It’s his most famous novel but I just didn’t dig it. Too barren, too cold, too confusing. So I let his other novel The Secret Pilgrim gather dust on my shelf.
I’m glad I returned to le Carre because I loved The Secret Pilgrim. The Cold War has ended and a spy named Ned narrates what becomes of the British spy service. The Secret Pilgrim is actually a series of short stories about the agents that have fallen over the years — either turned traitor, had their cover blown or just plain gone missing.
Confession: I finally read this because I became hopelessly addicted to watching Homeland. This article sums up what it’s like to be a fan of this show. It’s a tad obsessive but it makes you want to read and watch anything and everything about spies. But I assure you, The Secret Pilgrim is not just about spies.

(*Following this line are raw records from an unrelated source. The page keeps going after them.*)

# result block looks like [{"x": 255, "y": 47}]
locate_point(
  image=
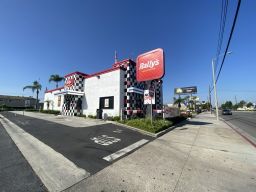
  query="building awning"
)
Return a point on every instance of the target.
[{"x": 69, "y": 92}]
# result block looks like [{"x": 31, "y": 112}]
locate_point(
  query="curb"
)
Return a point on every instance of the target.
[
  {"x": 242, "y": 133},
  {"x": 156, "y": 135},
  {"x": 134, "y": 128}
]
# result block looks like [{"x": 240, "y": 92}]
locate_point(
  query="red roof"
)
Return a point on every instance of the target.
[
  {"x": 102, "y": 72},
  {"x": 76, "y": 72},
  {"x": 121, "y": 62},
  {"x": 49, "y": 91}
]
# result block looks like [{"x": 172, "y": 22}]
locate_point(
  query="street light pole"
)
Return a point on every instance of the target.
[
  {"x": 214, "y": 84},
  {"x": 215, "y": 91}
]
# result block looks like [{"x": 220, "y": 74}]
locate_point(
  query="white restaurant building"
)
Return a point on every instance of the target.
[{"x": 112, "y": 90}]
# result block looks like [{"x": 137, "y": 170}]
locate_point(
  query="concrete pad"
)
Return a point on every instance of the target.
[
  {"x": 223, "y": 138},
  {"x": 154, "y": 167},
  {"x": 55, "y": 171},
  {"x": 64, "y": 120},
  {"x": 214, "y": 170},
  {"x": 183, "y": 135}
]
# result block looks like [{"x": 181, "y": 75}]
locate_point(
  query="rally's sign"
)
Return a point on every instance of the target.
[
  {"x": 149, "y": 97},
  {"x": 69, "y": 82},
  {"x": 150, "y": 65},
  {"x": 186, "y": 90}
]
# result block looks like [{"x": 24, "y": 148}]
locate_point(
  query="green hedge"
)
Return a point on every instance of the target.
[
  {"x": 145, "y": 124},
  {"x": 158, "y": 124},
  {"x": 50, "y": 112}
]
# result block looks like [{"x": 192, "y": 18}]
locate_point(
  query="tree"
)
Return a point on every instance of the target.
[
  {"x": 36, "y": 86},
  {"x": 249, "y": 104},
  {"x": 56, "y": 78},
  {"x": 206, "y": 106},
  {"x": 180, "y": 100},
  {"x": 227, "y": 105}
]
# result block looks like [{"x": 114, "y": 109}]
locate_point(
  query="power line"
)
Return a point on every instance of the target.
[
  {"x": 221, "y": 32},
  {"x": 224, "y": 6},
  {"x": 230, "y": 37}
]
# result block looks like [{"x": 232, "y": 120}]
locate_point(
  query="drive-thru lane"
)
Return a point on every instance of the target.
[
  {"x": 15, "y": 172},
  {"x": 87, "y": 147},
  {"x": 244, "y": 120}
]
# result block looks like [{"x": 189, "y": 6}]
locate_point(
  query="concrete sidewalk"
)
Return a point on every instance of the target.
[
  {"x": 203, "y": 155},
  {"x": 71, "y": 121}
]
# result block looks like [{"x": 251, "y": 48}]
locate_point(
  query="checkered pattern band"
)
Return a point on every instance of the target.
[{"x": 70, "y": 107}]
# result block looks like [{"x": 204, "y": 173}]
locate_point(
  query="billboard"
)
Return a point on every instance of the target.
[
  {"x": 150, "y": 65},
  {"x": 185, "y": 90}
]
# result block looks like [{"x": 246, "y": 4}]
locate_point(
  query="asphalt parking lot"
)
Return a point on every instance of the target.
[
  {"x": 91, "y": 148},
  {"x": 15, "y": 172}
]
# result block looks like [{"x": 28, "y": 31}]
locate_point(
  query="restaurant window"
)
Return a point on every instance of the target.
[{"x": 107, "y": 102}]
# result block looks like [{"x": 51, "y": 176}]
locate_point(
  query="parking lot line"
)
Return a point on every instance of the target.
[
  {"x": 125, "y": 150},
  {"x": 55, "y": 170}
]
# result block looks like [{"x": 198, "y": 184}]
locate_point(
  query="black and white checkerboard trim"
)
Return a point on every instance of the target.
[{"x": 71, "y": 100}]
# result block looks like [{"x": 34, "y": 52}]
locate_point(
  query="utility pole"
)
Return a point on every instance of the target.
[
  {"x": 210, "y": 100},
  {"x": 215, "y": 91}
]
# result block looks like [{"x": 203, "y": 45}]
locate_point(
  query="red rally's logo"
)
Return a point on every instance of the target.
[{"x": 69, "y": 82}]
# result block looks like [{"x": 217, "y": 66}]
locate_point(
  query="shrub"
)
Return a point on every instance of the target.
[
  {"x": 51, "y": 112},
  {"x": 92, "y": 116},
  {"x": 116, "y": 118},
  {"x": 145, "y": 124},
  {"x": 82, "y": 116}
]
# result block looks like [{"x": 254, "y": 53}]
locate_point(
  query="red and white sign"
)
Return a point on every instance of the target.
[
  {"x": 150, "y": 65},
  {"x": 70, "y": 82},
  {"x": 149, "y": 97}
]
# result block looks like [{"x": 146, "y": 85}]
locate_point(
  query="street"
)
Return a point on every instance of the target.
[
  {"x": 15, "y": 172},
  {"x": 244, "y": 120},
  {"x": 62, "y": 155}
]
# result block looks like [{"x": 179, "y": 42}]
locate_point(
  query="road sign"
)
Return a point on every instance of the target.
[{"x": 150, "y": 65}]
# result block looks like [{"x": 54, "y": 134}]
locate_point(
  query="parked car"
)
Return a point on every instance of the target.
[{"x": 226, "y": 112}]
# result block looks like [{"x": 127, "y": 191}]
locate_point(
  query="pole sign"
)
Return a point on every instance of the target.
[
  {"x": 185, "y": 90},
  {"x": 70, "y": 82},
  {"x": 148, "y": 96},
  {"x": 150, "y": 65}
]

Loyalty is a fickle sport and you get to witness the mental anguish behind betrayal. We’re reminded that when it comes to war (and love, for that matter), there is no real clear divide between the good guys and the bad ones. And when you’re constantly caught between the two, it’s entirely possible to find yourself fighting on the losing side.
Le Carre also makes a political statement at the end of the book. I don’t want to give too much away but it’s a statement that’s very relevant today despite being written in 1990. Different war, same problems.
What’s the best spy novel you’ve read? And how anxious are you getting for the next season of Homeland?